100% free walking tour
To go on a guided walking tour of a city is probably the best way to quickly get a lot of information and learn about the city’s culture and history. It usually costs money to go on guided tours and that can easily escalate for those who visit in larger groups or families and can be a big expense. However, what’s very positive about Copenhagen is that guided tours are organised with no fees. There are two major operators that organise free walking tours (see websites below) and what’s usually focused on is interesting stories about the Nazi occupation, the resistance movement, the history of Ströget, the Royal Family, the history of various squares and buildings and much more. The tours depart at around lunch from Rådhuspladsen (Town Hall Square). More information can be found on the two websites.
Tycho Brahe Planetarium
It’s said that "Films are best at the cinema", but the question is whether or not this saying should be changed in the near future to something like: "Films are best at the planetarium." Anyway, planetarium films are something extraordinary and at the Tycho Brahe Planetarium, you can sit back and see amazing films on a 1,000 square metre "dome" surface. The selection is quite varied but most of the films that are shown in the dome have some connection to history or nature. For example, it has shown films about the Normandy invasion (D-Day) in the past, and movies about the polar bears in the Arctic and also the Ice Age giants.
There’s a café in the central part of the city that’s a little bit different; Café Tranquebar. The unique café is named after Denmark’s only colony in India (Tranaquebar in the state of Tamil Nadu) and what’s different from the classic coffee places is that Café Tranquebar is combined with a bookstore. Most of the books are travel books and guides but there’s also ordinary literature from different destinations and countries all over the world. You can also find products such as textiles, art objects, beers, wines and other curiosities from several countries. If you like travelling, reading and drinking coffee you should definitely visit Café Tranquebar during your stay in Copenhagen.

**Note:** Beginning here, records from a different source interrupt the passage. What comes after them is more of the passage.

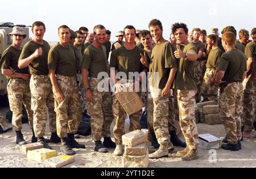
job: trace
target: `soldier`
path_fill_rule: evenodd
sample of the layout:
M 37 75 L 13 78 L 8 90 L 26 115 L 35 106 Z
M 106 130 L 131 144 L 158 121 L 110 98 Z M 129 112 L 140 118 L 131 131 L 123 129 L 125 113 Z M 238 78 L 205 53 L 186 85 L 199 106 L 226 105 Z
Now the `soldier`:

As previously mentioned, there are excellent vantage points in Copenhagen--like for example Tårnet and Vor Frelsers Kirke. However, these sites are only vantage points and not much more than that. If you want to kill two birds with one stone and enjoy a cup of coffee while gazing out over the streets of Copenhagen, you should go to one of the cafés situated at a higher altitude. One of these, and perhaps the very best of them, is the café Hovedtelegrafen. Here you can sit and look out over Copenhagen with a cup of coffee in one hand and a cake in the other. If you have no desire to snack and would rather eat something substantial, they also serve well-prepared food.
Ordrupgaard is an art museum located in the north of Copenhagen that focuses on French impressionism and the Danish Golden Age. Some of the world renowned artists displayed there have works in museums like Monet, Gauguin and Hammershøi. Apart from the art behind the museum doors, the entire area surrounding Ordrupgaard is an attraction in itself and well worth a visit. The architecture of the main building, combined with the beautiful surroundings, make Ordrupgaard a place you could visit only for the purpose of relaxation—without any compulsion to go in and look at the art exhibitions.